He is now set to become Japan’s next prime minister - failing any last-minute party defections - after winning Monday's party vote by a wide margin.
Should he eventually replace Yasuo Fukuda, Japan's outgoing prime minister, when parliament convenes on Wednesday, Aso will face a tough task in reinvigorating Japan's slowing economy.
He has said that he will increase government spending while making tax cuts in an attempt to stimulate growth in the economy, the world's second largest.
Takao Toshikawa, political analyst and editor-in-chief of Insideline Inc, said that Aso's attempts to reinvigorate Japan’s economy come in response to the runaway growth of its regional rival China.
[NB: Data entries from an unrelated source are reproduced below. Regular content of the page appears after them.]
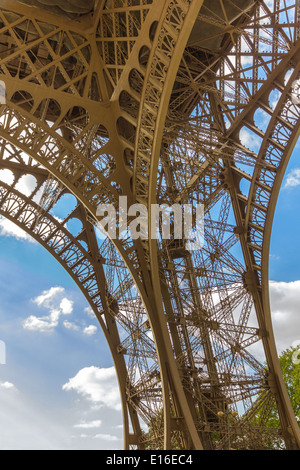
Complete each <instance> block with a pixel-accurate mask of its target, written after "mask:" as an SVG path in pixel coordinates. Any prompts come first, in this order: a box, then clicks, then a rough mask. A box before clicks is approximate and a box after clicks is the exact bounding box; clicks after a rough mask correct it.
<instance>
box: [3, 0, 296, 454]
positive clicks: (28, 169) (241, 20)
mask: <svg viewBox="0 0 300 470" xmlns="http://www.w3.org/2000/svg"><path fill="white" fill-rule="evenodd" d="M299 21H300V2H299V0H85V1H80V0H65V1H63V0H22V1H17V0H1V1H0V80H1V85H2V87H1V89H2V98H1V103H0V143H1V147H0V149H1V154H0V170H6V171H9V172H10V174H11V184H7V182H5V181H0V215H1V216H4V217H6V218H7V219H9V220H11V221H12V222H14V223H15V224H17V225H18V226H19V227H21V228H22V229H23V230H25V231H26V232H27V233H29V234H30V235H31V236H32V237H33V238H34V239H35V240H37V241H38V242H39V243H40V244H41V245H42V246H44V247H45V249H46V250H48V252H49V253H51V254H52V255H53V256H54V257H55V259H56V260H57V261H58V262H59V263H60V264H61V265H62V266H63V267H64V268H65V270H66V271H67V272H68V273H69V274H70V276H71V277H72V278H73V279H74V281H75V282H76V283H77V285H78V287H79V288H80V290H81V291H82V293H83V295H84V296H85V297H86V298H87V300H88V302H89V304H90V306H91V307H92V309H93V311H94V313H95V315H96V317H97V319H98V321H99V323H100V325H101V327H102V329H103V332H104V334H105V337H106V339H107V343H108V345H109V348H110V351H111V355H112V358H113V361H114V365H115V370H116V373H117V376H118V381H119V385H120V397H121V401H122V407H123V425H124V448H125V449H196V450H202V449H214V450H223V449H228V448H231V447H232V448H239V449H266V448H268V446H269V443H270V442H271V441H274V440H275V439H277V440H278V442H280V443H281V446H284V448H286V449H299V447H300V432H299V431H300V430H299V426H298V423H297V421H296V418H295V416H294V413H293V410H292V407H291V403H290V400H289V397H288V394H287V390H286V387H285V384H284V381H283V378H282V374H281V371H280V366H279V361H278V356H277V350H276V343H275V339H274V333H273V328H272V318H271V311H270V303H269V289H268V283H269V277H268V262H269V246H270V237H271V231H272V222H273V216H274V211H275V205H276V201H277V197H278V194H279V190H280V186H281V182H282V179H283V176H284V172H285V168H286V166H287V163H288V160H289V157H290V155H291V153H292V150H293V148H294V146H295V143H296V141H297V138H298V135H299V112H300V106H299V104H300V99H299V75H300V71H299V70H300V39H299V37H300V22H299ZM4 90H5V93H4ZM0 173H1V171H0ZM28 175H30V177H32V178H34V181H35V188H34V190H33V191H31V193H30V194H23V193H22V192H21V191H20V189H18V188H19V185H18V183H19V182H20V180H21V179H22V178H23V177H24V176H28ZM66 194H71V195H73V196H74V197H75V198H76V207H75V209H73V210H72V211H71V213H70V214H69V215H68V216H67V217H66V218H65V219H64V220H62V221H59V220H57V219H56V218H55V217H53V216H52V215H51V210H52V209H53V207H55V205H56V204H57V203H58V202H59V200H60V199H61V198H62V197H63V196H64V195H66ZM120 197H126V198H127V203H128V206H132V205H134V204H139V205H143V207H145V208H146V209H147V214H148V219H147V224H148V225H147V224H146V225H147V226H148V227H149V224H150V219H151V215H152V214H153V207H155V205H162V204H165V205H168V206H169V207H174V205H175V204H176V205H177V206H176V207H180V208H183V206H184V205H187V204H189V205H190V206H191V207H192V208H195V207H196V206H198V205H202V207H203V208H204V224H203V226H204V237H203V239H204V241H203V246H202V247H201V248H200V249H197V250H190V249H188V246H187V244H188V242H189V239H188V237H186V236H183V237H181V238H179V237H176V236H175V235H176V234H175V232H174V231H173V232H172V233H171V235H170V236H169V237H164V236H163V232H162V228H161V226H160V228H159V231H158V232H159V233H158V236H157V237H153V238H152V237H133V236H132V235H131V234H130V233H127V232H126V234H125V236H124V234H123V236H117V237H115V238H114V237H102V238H101V237H100V236H99V234H98V231H99V215H98V209H99V207H101V206H102V205H104V204H105V205H108V204H109V205H110V207H113V208H114V209H115V211H116V213H119V201H120ZM105 207H107V206H105ZM73 219H75V220H77V221H80V223H81V225H82V229H81V230H80V232H79V233H77V234H74V233H72V231H71V230H69V229H68V227H67V223H68V222H69V221H70V220H73ZM117 228H118V229H120V227H117ZM120 232H121V231H120V230H119V235H120ZM258 349H259V350H260V351H262V353H263V355H264V358H265V360H264V361H263V362H261V361H260V360H258V358H257V357H256V355H255V354H254V351H256V350H258ZM274 408H275V409H276V410H277V413H278V416H279V422H280V426H279V428H270V427H268V426H267V422H268V417H269V415H270V413H271V411H272V410H274Z"/></svg>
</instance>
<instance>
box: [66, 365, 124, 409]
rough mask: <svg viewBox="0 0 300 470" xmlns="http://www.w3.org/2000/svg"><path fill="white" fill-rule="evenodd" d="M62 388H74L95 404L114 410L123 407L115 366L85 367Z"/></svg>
mask: <svg viewBox="0 0 300 470" xmlns="http://www.w3.org/2000/svg"><path fill="white" fill-rule="evenodd" d="M62 388H63V390H65V391H71V390H73V391H75V392H77V393H78V394H79V395H81V396H84V397H86V398H87V399H88V400H90V401H92V402H93V403H95V404H100V405H101V406H106V407H108V408H111V409H114V410H120V409H121V400H120V391H119V386H118V382H117V377H116V371H115V368H114V367H109V368H99V367H96V366H90V367H85V368H83V369H81V370H80V371H79V372H78V373H77V374H76V375H75V376H74V377H72V378H71V379H69V381H68V382H67V383H65V384H64V385H63V387H62Z"/></svg>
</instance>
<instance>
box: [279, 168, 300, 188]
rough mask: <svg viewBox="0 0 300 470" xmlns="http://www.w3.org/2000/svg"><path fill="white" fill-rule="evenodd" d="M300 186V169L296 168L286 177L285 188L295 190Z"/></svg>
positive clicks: (285, 181)
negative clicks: (296, 187) (294, 187)
mask: <svg viewBox="0 0 300 470" xmlns="http://www.w3.org/2000/svg"><path fill="white" fill-rule="evenodd" d="M299 184H300V168H294V169H293V170H291V171H290V172H289V173H288V174H287V177H286V180H285V183H284V186H283V187H284V188H293V187H295V186H299Z"/></svg>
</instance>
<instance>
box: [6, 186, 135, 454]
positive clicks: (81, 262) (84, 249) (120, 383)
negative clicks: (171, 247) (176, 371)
mask: <svg viewBox="0 0 300 470" xmlns="http://www.w3.org/2000/svg"><path fill="white" fill-rule="evenodd" d="M10 200H11V201H13V204H11V203H10ZM73 212H75V213H76V215H77V217H79V218H81V220H82V222H83V223H84V225H85V230H86V231H88V232H89V235H88V236H89V238H90V239H89V249H88V250H85V249H84V248H83V247H82V245H81V244H80V241H79V240H78V238H77V237H74V236H72V235H71V234H70V232H69V231H68V230H67V228H66V220H68V219H69V217H70V216H69V217H67V218H66V219H65V220H64V221H63V222H59V221H58V220H57V219H56V218H55V217H53V216H51V215H50V214H49V213H47V214H43V216H42V218H40V208H39V206H38V205H37V204H36V203H35V202H33V201H32V200H31V199H30V198H29V197H28V196H25V195H23V194H22V193H20V192H19V191H17V190H16V189H15V188H13V187H11V186H9V185H7V184H5V183H3V182H1V183H0V215H2V216H4V217H6V218H7V219H8V220H10V221H11V222H13V223H15V224H16V225H17V226H18V227H20V228H21V229H23V230H24V231H25V232H26V233H28V234H29V235H31V236H32V237H33V238H34V239H35V240H36V241H37V242H38V243H40V244H41V245H42V246H43V247H44V248H45V249H46V250H47V251H48V252H49V253H50V254H51V255H52V256H53V257H54V258H55V259H56V260H57V261H58V262H59V263H60V264H61V265H62V267H63V268H64V269H65V270H66V271H67V272H68V274H69V275H70V276H71V277H72V279H73V280H74V282H75V283H76V284H77V286H78V287H79V289H80V290H81V292H82V293H83V295H84V296H85V298H86V299H87V301H88V302H89V304H90V306H91V308H92V310H93V312H94V313H95V315H96V317H97V319H98V321H99V323H100V326H101V328H102V330H103V333H104V335H105V337H106V340H107V343H108V346H109V349H110V352H111V355H112V358H113V361H114V364H115V369H116V373H117V377H118V382H119V389H120V397H121V402H122V409H123V423H124V447H125V448H129V445H130V444H131V443H132V442H131V441H132V439H131V441H130V432H129V425H130V423H129V419H130V421H131V425H132V427H133V430H134V433H135V440H133V442H135V443H136V444H138V439H139V438H140V437H141V430H140V426H139V423H138V421H137V417H136V413H135V411H134V410H133V409H132V406H131V404H130V402H129V401H128V397H127V395H126V390H127V389H128V386H129V384H128V381H129V377H128V372H127V366H126V364H125V361H124V356H123V355H121V354H118V347H119V346H120V344H121V340H120V338H119V333H118V329H117V327H116V322H115V319H116V317H117V314H116V313H115V312H113V311H112V309H113V308H114V307H113V304H114V301H113V299H112V300H111V302H110V303H108V302H107V288H105V284H106V282H107V281H106V280H105V274H104V270H103V265H102V262H103V261H102V262H101V256H100V253H99V251H98V250H97V251H96V252H95V249H94V250H93V246H92V245H91V241H92V240H93V242H94V248H95V235H94V231H93V229H92V225H91V224H90V223H88V222H87V220H86V219H85V212H84V209H83V207H82V206H80V205H78V206H77V207H76V209H75V211H72V213H73ZM72 213H71V214H70V215H71V216H72ZM36 222H37V223H38V225H36ZM107 262H109V260H107ZM99 271H100V273H101V274H100V277H99V274H98V273H99ZM120 321H121V322H122V318H121V319H120Z"/></svg>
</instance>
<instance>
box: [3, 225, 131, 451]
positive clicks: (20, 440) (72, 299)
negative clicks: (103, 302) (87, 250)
mask: <svg viewBox="0 0 300 470" xmlns="http://www.w3.org/2000/svg"><path fill="white" fill-rule="evenodd" d="M2 222H3V221H2ZM4 226H5V230H4V229H3V227H4ZM10 229H11V228H10V227H9V228H7V225H5V223H4V224H3V225H2V233H3V232H4V233H5V235H2V236H1V237H0V325H1V326H0V339H1V340H2V341H4V342H5V345H6V364H4V365H3V364H2V365H0V422H1V426H0V449H31V448H34V449H41V448H42V449H44V448H46V449H73V448H74V449H78V448H79V449H101V448H104V449H110V448H112V449H114V448H122V426H121V425H122V419H121V411H120V401H119V396H118V388H117V383H116V378H115V373H114V369H113V367H112V366H113V364H112V360H111V358H110V354H109V352H108V348H107V346H106V342H105V339H104V337H103V334H102V332H101V330H100V328H99V325H98V322H97V320H96V319H95V318H94V316H93V315H92V314H91V311H90V309H89V307H88V304H87V302H86V300H85V299H84V297H83V295H82V294H81V292H80V291H79V289H78V288H77V286H76V285H75V283H74V282H73V281H72V279H71V278H70V277H69V275H68V274H67V273H66V272H65V271H64V270H63V269H62V268H61V267H60V265H59V264H58V263H57V262H56V261H55V260H54V259H53V258H52V257H51V256H50V255H49V254H48V253H47V252H46V250H44V249H43V248H42V247H40V246H39V245H38V244H36V243H32V242H31V241H29V240H28V239H27V238H24V239H20V238H18V239H17V238H16V233H11V234H10V235H9V234H8V230H10ZM17 236H20V234H19V232H17Z"/></svg>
"He [Aso] is a business-minded politician. From such viewpoint, he assesses where Japan stands now in this early 21st century and sees that Japan and China cannot stay apart in terms of economy and that they need each other," he said.
"With such a business mind, one cannot imagine that he will deteriorate the ties between Japan and China [to how] they once were."
Aso has criticised Chinese policy towards Japan while serving as foreign minister but softened his tone in the run-up to the LDP leadership election.
Election pledge
A strong nationalist, Aso has called for Japan to exert greater muscle on global security, in contrast to the country's post-second-world-war emphasis on pacifism.
Yet he has also said he will not enter the controversial Yasukuni shrine for Japan's war dead, where 1,000 people convicted for war crimes during the second world war are enshrined.
Aso also has to focus on renewing the Japanese people's faith in the LDP, which is in crisis after the resignation of two prime ministers in three years.
He has promised to hold a general election after he becomes prime minister, in what appears to be a direct challenge to the credibility of Japan's political opposition.
Aso was born into an elite family on the southern island of Kyushu on September 20, 1940.
His grandfather, Shigeru Yoshida, negotiated the peace treaty ending the second world war, while serving as prime minister.
His father-in-law was also a prime minister and his sister is married to a cousin of Emperor Akihito.